Let X1, X2, … , Xn be these n independent lotteries, with means β and variances vj. The since the standard deviations are less than K, the variances must be less than K2.

Let Y = X1 + X2 + … + Xn. The mean of Y is nβ. The variance of Y is the sum of the vj, which is less than nK2. Hence the SD of Y is less than K√(n). Now pick an ε>0, and the resulting δ>0 from the standard deviation bound axiom. For large enough n, nβδ must be larger than K√(n); hence, for large enough n, Y > c((1-ε)nβ). Now, if we were to refuse more that εn of the lotteries, we would be left with a distribution with mean ≤ (1-ε)nβ, which, since we are not risk loving, is worse than c((1-ε)nβ), which is worse than Y. Hence we must accept more than a proportion (1-ε) of the lotteries on offer.
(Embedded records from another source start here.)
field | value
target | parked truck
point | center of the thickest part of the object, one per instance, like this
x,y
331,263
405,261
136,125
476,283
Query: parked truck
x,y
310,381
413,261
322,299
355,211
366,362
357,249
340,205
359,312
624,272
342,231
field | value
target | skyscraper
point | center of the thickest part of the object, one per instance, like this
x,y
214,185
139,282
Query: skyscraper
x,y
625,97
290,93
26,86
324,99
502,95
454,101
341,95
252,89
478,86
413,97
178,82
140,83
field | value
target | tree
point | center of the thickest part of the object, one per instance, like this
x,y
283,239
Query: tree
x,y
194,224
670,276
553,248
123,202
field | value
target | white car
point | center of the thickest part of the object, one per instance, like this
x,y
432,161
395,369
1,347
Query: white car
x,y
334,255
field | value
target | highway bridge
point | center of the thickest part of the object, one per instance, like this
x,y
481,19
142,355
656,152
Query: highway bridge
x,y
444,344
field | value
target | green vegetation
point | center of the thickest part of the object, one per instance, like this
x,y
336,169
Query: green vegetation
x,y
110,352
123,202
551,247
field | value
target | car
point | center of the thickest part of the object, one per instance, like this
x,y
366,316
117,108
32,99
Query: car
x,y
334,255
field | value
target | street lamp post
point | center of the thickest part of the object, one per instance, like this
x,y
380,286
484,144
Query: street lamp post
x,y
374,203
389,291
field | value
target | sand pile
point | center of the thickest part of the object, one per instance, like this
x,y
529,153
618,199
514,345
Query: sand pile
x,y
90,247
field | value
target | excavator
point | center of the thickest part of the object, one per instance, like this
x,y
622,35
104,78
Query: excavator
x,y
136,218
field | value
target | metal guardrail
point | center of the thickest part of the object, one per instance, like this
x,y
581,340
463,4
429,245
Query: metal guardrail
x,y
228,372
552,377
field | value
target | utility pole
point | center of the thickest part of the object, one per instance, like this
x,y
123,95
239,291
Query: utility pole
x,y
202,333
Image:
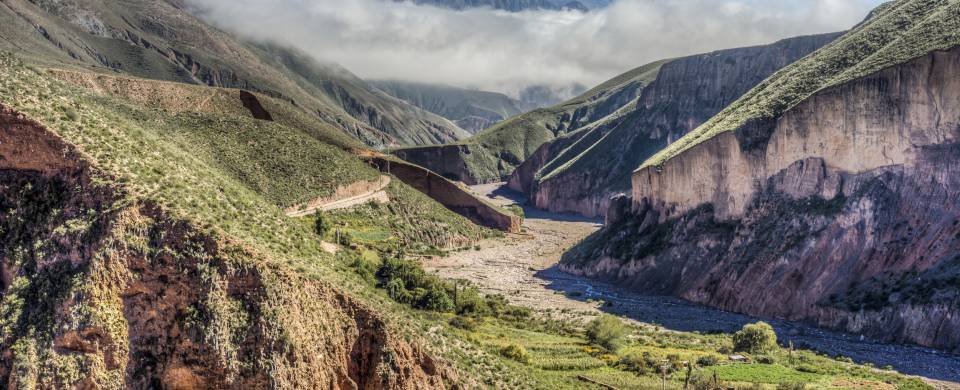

This only applies to lotteries that share the same mean, but we can generalise the result as:

Assume you are going to be have to choose n different times whether to accept independent lotteries all with means greater than a fixed β>0, and all with SD less than a fixed upper-bound K. Then if you are not risk loving and n is large enough, you must accept lotteries whose means represent an arbitrarily large proportion of the total mean of all lotteries on offer.

Proof: The same proof works as before, with nβ now being a lower bound on the true mean μ of Y. Thus we get Y > c((1-ε)μ), and we must accept lotteries whose total mean is greater than (1-ε)μ.

Analysis: Since we rejected independence, we must now consider the lotteries when taken as a whole, rather than just seeing them individually. When considered as a whole, “reasonable” lotteries are more tightly bunched around their total mean than they are individually. Hence the more lotteries we consider, the more we should treat them as if only their mean mattered. So if we are not risk loving, and expect to meet many lotteries with bounded SD in our lives, we should follow expected utility. Deprived of independence, expected utility sneaks in via aggregation.

Note: This restates the first half of my previous post—a post so confusingly written it should be staked through the heart and left to die on a crossroad at noon.

Edit: Rewrote a part to emphasis the fact that a utility function needs to be chosen in advance—thanks to Peter de Blanc and Nick Hay for bringing this up.